O mais aguerrido zagueiro do time que joga para atrapalhar o julgamento do mensalão
AUGUSTO NUNES
Quando pendura nos ombros a toga de ministro do Supremo Tribunal Federal,
Marco Aurélio Mello se proíbe de falar língua de gente. Jamais concorda. Anui.
Nunca discorda. Discrepa. Não pondera. Obtempera. Nem pergunta. Argui. E se
recusa terminantemente a acrescentar alguma coisa: o dicionário ambulante
prefere aduzir.
É natural que incontáveis espectadores da TV Justiça não consigam entender o
palavrório, que Marco Aurélio faz questão de temperar com expressões em latim e
citações de sumidades jurídicas. Como não há tradução simultânea, muita gente
nem desconfia que está em ação o mais aguerrido zagueiro do time que joga para
atrasar, atrapalhar ou, se possível, obstruir até o fim dos tempos o desfecho do
processo do mensalão.
Nos primeiros minutos da sessão inaugural, o ministro Ricardo Lewandowski e o
advogado Márcio Thomaz Bastos, atacantes da equipe em que Marco Aurélio brilha
como xerife da pequena área, tramaram a obscena tabelinha que adiou por um dia o
desfecho do processo que se arrasta desde 2007. Pelo que se viu nesta
quarta-feira, cumpre a Marco Aurélio impedir com botinadas na lógica e no bom
senso que se recupere o tempo perdido.
Se a estratégia der certo, Cezar Peluso, um juiz de carreira que não costuma
fechar os olhos a provas e evidências, não conseguirá votar antes da
aposentadoria compulsória marcada para 3 de setembro. “Por que dar tanta
importância à participação de um ministro?”, desdenhou Marco Aurélio na semana
passada. “Já julgamos vários casos relevantes com oito ministros. Ou menos”. O
Marco Aurélio das entrevistas aos jornais é bem mais claro que o Marco Aurélio
de toga. Sorte dos interessados em saber o que vai pela cabeça dos 11 do
Supremo.
O zagueiro entrou oficialmente em campo em maio, com uma pergunta assombrosa
sobre o processo do mensalão. “Por que julgar a toque de caixa?”, fingiu
espantar-se. Como se decidir em setembro de 2012 um caso descoberto em junho de
2005 fosse coisa de Usain Bolt. Marco Aurélio declarou-se incapaz de enxergar
diferenças entre o mais importante processo judicial da história do Brasil e
outros 700 estacionados na fila de espera do Supremo Tribunal Federal.

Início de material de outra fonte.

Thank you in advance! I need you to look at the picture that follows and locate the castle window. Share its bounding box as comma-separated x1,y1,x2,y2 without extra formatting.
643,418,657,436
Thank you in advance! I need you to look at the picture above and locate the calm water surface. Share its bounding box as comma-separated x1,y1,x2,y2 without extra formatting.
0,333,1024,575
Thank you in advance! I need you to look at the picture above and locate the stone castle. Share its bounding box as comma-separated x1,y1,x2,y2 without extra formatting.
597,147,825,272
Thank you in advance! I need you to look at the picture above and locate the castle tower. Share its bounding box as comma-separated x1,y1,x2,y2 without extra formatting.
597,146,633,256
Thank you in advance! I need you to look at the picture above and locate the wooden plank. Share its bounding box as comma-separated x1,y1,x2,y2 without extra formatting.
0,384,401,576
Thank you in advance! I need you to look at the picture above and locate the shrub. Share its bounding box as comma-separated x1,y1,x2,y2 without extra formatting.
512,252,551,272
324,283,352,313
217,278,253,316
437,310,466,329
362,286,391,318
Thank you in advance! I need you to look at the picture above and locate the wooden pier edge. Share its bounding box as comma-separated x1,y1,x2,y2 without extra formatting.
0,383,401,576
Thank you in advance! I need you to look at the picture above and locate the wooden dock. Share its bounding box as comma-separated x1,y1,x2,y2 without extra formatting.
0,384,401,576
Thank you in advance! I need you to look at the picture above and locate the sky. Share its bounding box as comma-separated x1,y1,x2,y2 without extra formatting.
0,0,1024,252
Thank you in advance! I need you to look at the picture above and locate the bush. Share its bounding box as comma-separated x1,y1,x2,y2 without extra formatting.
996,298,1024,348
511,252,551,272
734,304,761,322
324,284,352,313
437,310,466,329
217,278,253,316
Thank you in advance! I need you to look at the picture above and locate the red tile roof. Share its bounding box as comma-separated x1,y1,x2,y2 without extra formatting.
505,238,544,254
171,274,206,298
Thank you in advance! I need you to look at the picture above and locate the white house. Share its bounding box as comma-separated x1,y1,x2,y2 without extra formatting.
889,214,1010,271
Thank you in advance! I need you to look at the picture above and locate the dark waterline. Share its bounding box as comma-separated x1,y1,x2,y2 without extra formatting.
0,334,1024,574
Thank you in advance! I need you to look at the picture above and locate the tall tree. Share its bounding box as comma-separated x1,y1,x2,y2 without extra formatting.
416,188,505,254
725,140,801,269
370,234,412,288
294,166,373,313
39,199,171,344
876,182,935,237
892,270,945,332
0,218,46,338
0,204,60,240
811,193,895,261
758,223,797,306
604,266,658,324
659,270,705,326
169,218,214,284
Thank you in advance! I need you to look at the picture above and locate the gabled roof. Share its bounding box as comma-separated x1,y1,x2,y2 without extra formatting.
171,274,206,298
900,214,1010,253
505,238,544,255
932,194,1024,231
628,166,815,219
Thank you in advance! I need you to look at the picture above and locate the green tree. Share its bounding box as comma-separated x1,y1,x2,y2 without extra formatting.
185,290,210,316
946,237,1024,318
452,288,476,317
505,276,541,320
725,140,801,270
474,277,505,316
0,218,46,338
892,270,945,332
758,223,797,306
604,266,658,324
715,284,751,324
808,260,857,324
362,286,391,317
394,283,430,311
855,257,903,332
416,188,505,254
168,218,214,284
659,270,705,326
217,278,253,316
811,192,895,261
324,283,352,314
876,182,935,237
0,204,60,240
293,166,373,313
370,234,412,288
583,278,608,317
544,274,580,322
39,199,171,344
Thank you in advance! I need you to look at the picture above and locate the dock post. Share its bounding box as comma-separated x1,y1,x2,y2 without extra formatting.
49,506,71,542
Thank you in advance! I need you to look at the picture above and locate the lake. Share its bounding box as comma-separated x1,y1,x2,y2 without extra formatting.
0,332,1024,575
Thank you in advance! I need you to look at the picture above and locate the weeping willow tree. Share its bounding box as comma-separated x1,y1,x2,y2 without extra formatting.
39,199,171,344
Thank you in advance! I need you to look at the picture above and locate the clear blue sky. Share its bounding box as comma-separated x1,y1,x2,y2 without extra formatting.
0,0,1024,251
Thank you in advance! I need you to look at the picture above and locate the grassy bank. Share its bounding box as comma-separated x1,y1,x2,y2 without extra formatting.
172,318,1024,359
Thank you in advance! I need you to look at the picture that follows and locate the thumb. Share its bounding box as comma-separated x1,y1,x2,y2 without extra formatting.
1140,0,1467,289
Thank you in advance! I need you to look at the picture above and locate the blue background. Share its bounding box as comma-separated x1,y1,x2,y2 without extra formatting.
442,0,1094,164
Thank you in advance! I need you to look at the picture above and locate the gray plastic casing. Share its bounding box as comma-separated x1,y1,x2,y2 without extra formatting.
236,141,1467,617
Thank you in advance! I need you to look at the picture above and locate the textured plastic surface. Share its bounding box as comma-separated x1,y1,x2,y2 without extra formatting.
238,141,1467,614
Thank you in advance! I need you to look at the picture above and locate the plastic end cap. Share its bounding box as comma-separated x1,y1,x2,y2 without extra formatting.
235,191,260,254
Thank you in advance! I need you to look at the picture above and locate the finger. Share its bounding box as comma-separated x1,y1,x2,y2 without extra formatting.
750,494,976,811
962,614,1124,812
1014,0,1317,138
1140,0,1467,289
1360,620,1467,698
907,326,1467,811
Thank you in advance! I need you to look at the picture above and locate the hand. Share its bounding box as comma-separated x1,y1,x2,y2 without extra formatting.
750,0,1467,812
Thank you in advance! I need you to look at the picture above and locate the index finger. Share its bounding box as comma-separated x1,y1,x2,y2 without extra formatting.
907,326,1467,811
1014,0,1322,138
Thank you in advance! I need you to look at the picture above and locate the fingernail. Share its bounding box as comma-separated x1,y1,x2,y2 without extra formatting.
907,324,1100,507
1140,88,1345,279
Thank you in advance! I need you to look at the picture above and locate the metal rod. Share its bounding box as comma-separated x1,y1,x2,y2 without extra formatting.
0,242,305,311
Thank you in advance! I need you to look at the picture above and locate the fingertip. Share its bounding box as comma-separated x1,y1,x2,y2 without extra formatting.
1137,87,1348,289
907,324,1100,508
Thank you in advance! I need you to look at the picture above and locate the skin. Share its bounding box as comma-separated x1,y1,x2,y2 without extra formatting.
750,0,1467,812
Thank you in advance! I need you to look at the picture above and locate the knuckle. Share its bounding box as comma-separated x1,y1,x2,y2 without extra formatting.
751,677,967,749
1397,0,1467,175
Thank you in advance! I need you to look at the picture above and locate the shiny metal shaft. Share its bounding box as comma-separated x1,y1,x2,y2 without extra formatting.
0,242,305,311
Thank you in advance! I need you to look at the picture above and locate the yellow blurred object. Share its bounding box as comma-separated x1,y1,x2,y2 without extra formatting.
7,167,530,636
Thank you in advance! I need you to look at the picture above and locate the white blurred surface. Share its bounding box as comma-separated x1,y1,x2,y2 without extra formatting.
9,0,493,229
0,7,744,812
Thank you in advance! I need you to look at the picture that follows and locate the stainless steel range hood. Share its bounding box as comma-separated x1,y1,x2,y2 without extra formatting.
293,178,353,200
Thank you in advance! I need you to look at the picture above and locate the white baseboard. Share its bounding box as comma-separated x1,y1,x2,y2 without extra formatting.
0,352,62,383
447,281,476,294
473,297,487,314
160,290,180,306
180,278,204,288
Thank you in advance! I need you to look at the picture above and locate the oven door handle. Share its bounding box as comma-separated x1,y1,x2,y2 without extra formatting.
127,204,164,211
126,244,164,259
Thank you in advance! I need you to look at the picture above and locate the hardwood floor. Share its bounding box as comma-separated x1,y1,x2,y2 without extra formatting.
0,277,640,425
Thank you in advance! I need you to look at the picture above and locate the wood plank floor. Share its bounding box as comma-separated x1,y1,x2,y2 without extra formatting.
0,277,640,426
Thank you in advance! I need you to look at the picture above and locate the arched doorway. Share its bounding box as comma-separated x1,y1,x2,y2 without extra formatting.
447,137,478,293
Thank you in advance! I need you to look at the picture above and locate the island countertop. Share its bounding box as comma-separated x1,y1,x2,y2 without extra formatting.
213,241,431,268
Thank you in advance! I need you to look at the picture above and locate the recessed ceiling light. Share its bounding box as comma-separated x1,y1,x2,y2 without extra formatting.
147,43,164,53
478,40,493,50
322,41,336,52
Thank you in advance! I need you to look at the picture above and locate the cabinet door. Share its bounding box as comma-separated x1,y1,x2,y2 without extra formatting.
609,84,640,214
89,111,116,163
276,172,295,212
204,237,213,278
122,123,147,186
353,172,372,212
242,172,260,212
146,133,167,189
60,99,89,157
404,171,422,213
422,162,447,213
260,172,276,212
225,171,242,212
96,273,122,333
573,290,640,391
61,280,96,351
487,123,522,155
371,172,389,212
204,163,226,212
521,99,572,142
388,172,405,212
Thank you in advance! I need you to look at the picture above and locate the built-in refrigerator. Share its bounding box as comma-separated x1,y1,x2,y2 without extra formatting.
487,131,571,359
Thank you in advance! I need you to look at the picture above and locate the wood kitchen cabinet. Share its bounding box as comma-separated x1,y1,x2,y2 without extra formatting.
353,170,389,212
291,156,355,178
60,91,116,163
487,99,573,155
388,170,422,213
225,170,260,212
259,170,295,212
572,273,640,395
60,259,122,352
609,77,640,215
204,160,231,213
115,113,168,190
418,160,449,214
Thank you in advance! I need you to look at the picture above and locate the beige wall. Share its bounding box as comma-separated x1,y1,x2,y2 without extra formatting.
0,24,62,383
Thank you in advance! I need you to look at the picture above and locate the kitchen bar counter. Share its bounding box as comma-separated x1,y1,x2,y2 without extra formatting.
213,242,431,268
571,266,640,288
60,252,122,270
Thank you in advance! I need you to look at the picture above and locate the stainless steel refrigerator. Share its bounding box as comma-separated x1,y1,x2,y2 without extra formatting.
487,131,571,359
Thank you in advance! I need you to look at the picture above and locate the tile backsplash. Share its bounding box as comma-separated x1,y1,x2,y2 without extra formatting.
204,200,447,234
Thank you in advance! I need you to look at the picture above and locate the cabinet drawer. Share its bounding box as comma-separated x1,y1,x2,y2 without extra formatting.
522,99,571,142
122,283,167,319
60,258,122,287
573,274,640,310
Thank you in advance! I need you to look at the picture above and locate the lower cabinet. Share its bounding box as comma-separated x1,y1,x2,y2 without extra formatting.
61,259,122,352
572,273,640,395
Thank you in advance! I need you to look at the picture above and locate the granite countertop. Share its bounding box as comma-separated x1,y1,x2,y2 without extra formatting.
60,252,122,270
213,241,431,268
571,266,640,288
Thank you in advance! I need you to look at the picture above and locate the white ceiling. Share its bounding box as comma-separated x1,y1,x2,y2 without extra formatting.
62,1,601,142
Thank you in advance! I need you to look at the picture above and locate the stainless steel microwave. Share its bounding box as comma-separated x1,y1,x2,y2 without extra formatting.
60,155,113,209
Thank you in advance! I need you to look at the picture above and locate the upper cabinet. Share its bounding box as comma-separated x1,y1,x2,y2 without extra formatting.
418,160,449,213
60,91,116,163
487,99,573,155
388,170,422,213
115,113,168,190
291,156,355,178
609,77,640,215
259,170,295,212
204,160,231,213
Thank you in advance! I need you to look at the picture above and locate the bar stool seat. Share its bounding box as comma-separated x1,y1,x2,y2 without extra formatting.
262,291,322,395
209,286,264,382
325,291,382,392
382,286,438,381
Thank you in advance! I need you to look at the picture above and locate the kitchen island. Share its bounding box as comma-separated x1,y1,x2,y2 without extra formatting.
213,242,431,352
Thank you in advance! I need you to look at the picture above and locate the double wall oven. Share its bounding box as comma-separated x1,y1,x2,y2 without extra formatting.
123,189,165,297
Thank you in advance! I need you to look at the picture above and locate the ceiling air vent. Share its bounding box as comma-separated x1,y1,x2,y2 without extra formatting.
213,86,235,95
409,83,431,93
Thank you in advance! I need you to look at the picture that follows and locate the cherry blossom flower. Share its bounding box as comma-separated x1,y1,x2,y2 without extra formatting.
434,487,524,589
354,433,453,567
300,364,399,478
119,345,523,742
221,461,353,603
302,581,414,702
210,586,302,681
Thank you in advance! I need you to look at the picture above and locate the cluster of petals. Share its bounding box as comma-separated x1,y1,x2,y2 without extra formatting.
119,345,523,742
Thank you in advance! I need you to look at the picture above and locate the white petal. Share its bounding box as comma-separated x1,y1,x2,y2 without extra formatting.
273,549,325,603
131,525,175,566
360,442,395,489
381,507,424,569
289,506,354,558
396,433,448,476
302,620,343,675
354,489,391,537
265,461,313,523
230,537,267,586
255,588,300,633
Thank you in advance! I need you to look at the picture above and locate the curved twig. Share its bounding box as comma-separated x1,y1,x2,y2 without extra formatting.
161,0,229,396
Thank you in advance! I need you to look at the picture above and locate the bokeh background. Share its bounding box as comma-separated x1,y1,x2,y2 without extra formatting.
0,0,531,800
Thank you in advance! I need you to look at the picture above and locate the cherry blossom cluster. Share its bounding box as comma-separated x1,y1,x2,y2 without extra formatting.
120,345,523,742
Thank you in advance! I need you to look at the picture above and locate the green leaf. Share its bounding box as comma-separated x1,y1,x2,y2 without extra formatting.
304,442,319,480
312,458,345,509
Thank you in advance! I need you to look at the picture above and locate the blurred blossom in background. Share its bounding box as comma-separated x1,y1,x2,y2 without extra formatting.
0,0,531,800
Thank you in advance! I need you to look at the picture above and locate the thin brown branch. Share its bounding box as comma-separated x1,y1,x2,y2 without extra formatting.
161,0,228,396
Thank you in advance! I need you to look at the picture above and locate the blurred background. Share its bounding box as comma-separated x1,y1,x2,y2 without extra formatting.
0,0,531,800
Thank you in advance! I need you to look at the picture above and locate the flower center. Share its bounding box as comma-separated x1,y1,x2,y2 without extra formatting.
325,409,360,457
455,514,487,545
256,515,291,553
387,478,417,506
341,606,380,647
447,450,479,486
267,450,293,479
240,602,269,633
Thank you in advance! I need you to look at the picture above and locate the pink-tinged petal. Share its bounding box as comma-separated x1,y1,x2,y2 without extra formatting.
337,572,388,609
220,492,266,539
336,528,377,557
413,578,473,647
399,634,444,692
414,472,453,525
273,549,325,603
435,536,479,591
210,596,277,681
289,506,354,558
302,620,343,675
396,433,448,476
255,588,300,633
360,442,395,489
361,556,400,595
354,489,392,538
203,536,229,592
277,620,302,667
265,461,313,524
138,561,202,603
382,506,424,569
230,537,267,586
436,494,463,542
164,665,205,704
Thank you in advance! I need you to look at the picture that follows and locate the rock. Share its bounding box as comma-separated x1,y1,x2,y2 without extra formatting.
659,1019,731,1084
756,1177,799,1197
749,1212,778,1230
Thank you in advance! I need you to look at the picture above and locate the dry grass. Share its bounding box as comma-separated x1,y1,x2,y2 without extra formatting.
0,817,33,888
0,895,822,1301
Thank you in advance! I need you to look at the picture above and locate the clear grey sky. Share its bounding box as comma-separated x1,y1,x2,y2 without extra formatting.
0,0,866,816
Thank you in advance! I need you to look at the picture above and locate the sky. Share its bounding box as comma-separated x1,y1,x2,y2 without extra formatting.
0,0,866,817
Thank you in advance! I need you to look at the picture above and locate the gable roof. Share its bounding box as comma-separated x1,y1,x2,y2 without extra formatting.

“Não devemos ceder à turba, que quer justiçamento, e muito menos à pressão
política, que tenta adiar o julgamento”, recitou em maio. Como revela o post
reproduzisdo na seção Vale Reprise, o falatório confirmou que o autor
discurso que denunciou o Brasil do faz de conta já transferira residência para o
país da fantasia malandra. E por lá continua, atestam as jogadas ensaiadas com
Ricardo Lewandowski para obstruir o avanço da votação.
Há dias, avisou que cairia fora de uma das sessões para comparecer a um
seminário em São Paulo agendado no início do ano. “Sou homem de cumprir o
combinado”, jactou-se. Sabe-se lá o que combinou fazer no julgamento do
mensalão. Sabe-se lá o que combinou. O certo é que está cumprindo o combinado.
Pior para o Brasil decente.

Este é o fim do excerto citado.